Contributed by Jeff Davis, Business Program Chair, Minnesota School of Business
Whether you are business or finance student looking to get an edge in the world of finance or you are looking for your own financial adviser, you should understand the different licenses, degrees, certifications, and professional designations that someone working in finance might have.
Part 1 of this series looks at required licenses and the differences between them from a financial professional’s perspective and from a client’s perspective. We will cover advanced education, such as the MBA, and professional designations, such as Certified Financial Planner (CFP) in future posts.
You may think that working with other people’s money should require a license. However, the requirement to be licensed in finance is actually quite limited.

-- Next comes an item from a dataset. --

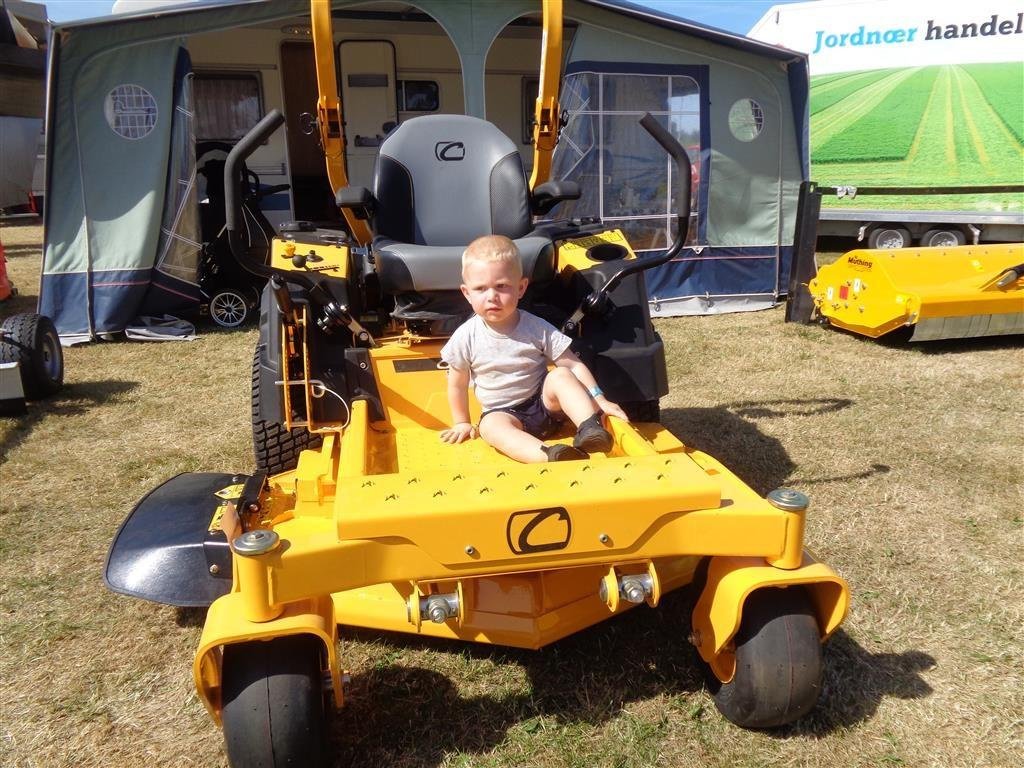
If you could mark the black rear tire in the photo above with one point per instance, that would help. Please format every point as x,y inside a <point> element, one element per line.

If you give advice about stocks, bonds or other securities, you must be licensed as an Investment Adviser Representative (IAR). Although requirements vary by state, in most states you will need to pass the Series 65 Exam to earn the license. This is a three-hour test covering financial regulations, ethics, types of security products, security valuation, and trading strategies.
If you are going to buy or sell securities for clients, you must be licensed as a Registered Representative, commonly called a stock broker. To act as a stock broker you must pass the Series 7 Exam, a six-hour test that covers stocks, bonds, options, markets, customer accounts, analysis, taxes, and regulations.
If you obtain an entry-level position as a stock broker or investment adviser, you will typically spend your first few months on the job studying for and then taking the appropriate exams.
If you are looking for financial advice instead, there are important differences to note between an IAR and a stock broker. Investment Adviser Representatives have a fiduciary duty to hold your interests above their own in all circumstances. They typically charge a fee – a small percentage of your assets, or an hourly rate – and do not earn commissions by selling products. Stock brokers, on the other hand, do earn commissions by selling products. They are not fiduciaries, and can recommend any product as long as it is “suitable.” This means, for example, that given several investment products that are suitable for you, a stock broker could recommend the one that pays him or her the higher commission, rather than the one that is the best for you.
There is of course plenty to do in finance without giving advice about specific securities or selling investment products. In those areas that do not require a license, advanced education and professional designations can help the financial professional obtain employment. Those looking for financial services can get an indication of the financial professional’s knowledge and areas of expertise by checking which designations they have.